Reviews | Glimpses of Glory
The Testimony review (from March 2013)
READERS OF the Bible Student magazine will have many fond memories of essays and studies contributed by the late Brother Dudley Fifield. Prominent amongst these were his expositions of the Psalms. The Bible Student ceased publication over a decade ago, but in recent years these studies were completed and compiled into a three-volume commentary on the entire Psalter, The Praises of Israel, published by The Christadelphian from 2008 to 2010. The Brotherhood is richer for the production of this substantial work, and we may be thankful that, although unwell at the time, Brother Fifield was able to complete the task before he fell asleep.

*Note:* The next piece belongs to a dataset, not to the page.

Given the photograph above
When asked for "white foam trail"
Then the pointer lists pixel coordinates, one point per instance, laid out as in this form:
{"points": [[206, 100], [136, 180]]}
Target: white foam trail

In 2012 The Christadelphian published a further volume of studies from the pen of Brother Fifield under the title Glimpses of Glory. This book brings together thirty-eight separate studies covering a remarkable breadth of topics. The chapters reveal the author’s wide-ranging interests and engaging, accessible writing style. Many of them draw out explicit lessons relevant to our pilgrimage today; similar lessons are implicit in other chapters. Exhortation is a feature of the work, some of it appropriately direct and confronting. In that context the author offers some challenging observations on page 92 about the risk that an unbalanced focus on the immanence of Christ (that is, his presence with us now) may distract us from recognising the imminence of our Lord’s return. These comments deserve close consideration.
The wide-ranging nature of the material in the book is evident from the index of Scripture references, which exceeds six pages. It is inevitable in such a work that certain passages will be dealt with on more than one occasion in different contexts. For example, Brother Fifield has very useful observations on Matthew 17:5 in two separate essays. There is some overlap in the material presented, but there are different emphases in each case.
The compilation includes character studies of Bible figures such as Lot, Moses, Daniel, Nehemiah, James (the Lord’s brother), Judas Iscariot and Timothy. In an engaging study entitled “Enoch was translated” Brother Fifield not only discusses the implications of that intriguing phrase, the subject of much speculation over the years, but also the man’s character and circumstances. His comments in the chapter “The death of Stephen” are similarly expansive and informative. Readers may be surprised by how much information about Enoch and Stephen Brother Fifield derives from seemingly incidental passages.
Prophecy features in two of the studies. In “Interpreting Bible prophecy” Brother Fifield develops a case for what he refers to as ‘recurring fulfilments’ of prophecy, and applies the model with good effect to several well-known prophecies, including Deuteronomy 28, Psalm 2 and Psalm 83. He returns to this concept in the concluding chapter of the book, a brief commentary on Obadiah.
This is a work that is commended to, and will be enjoyed by, all readers; but keen Bible students will benefit in particular from exposure to the author’s analytical and reasoned approach to “rightly dividing the word of truth.” They would do well to follow his example. They will also benefit from Brother Fifield’s useful comments in the shortest chapter in the book, “Concordances,” in which he draws attention to the biases that are present even in works of this nature.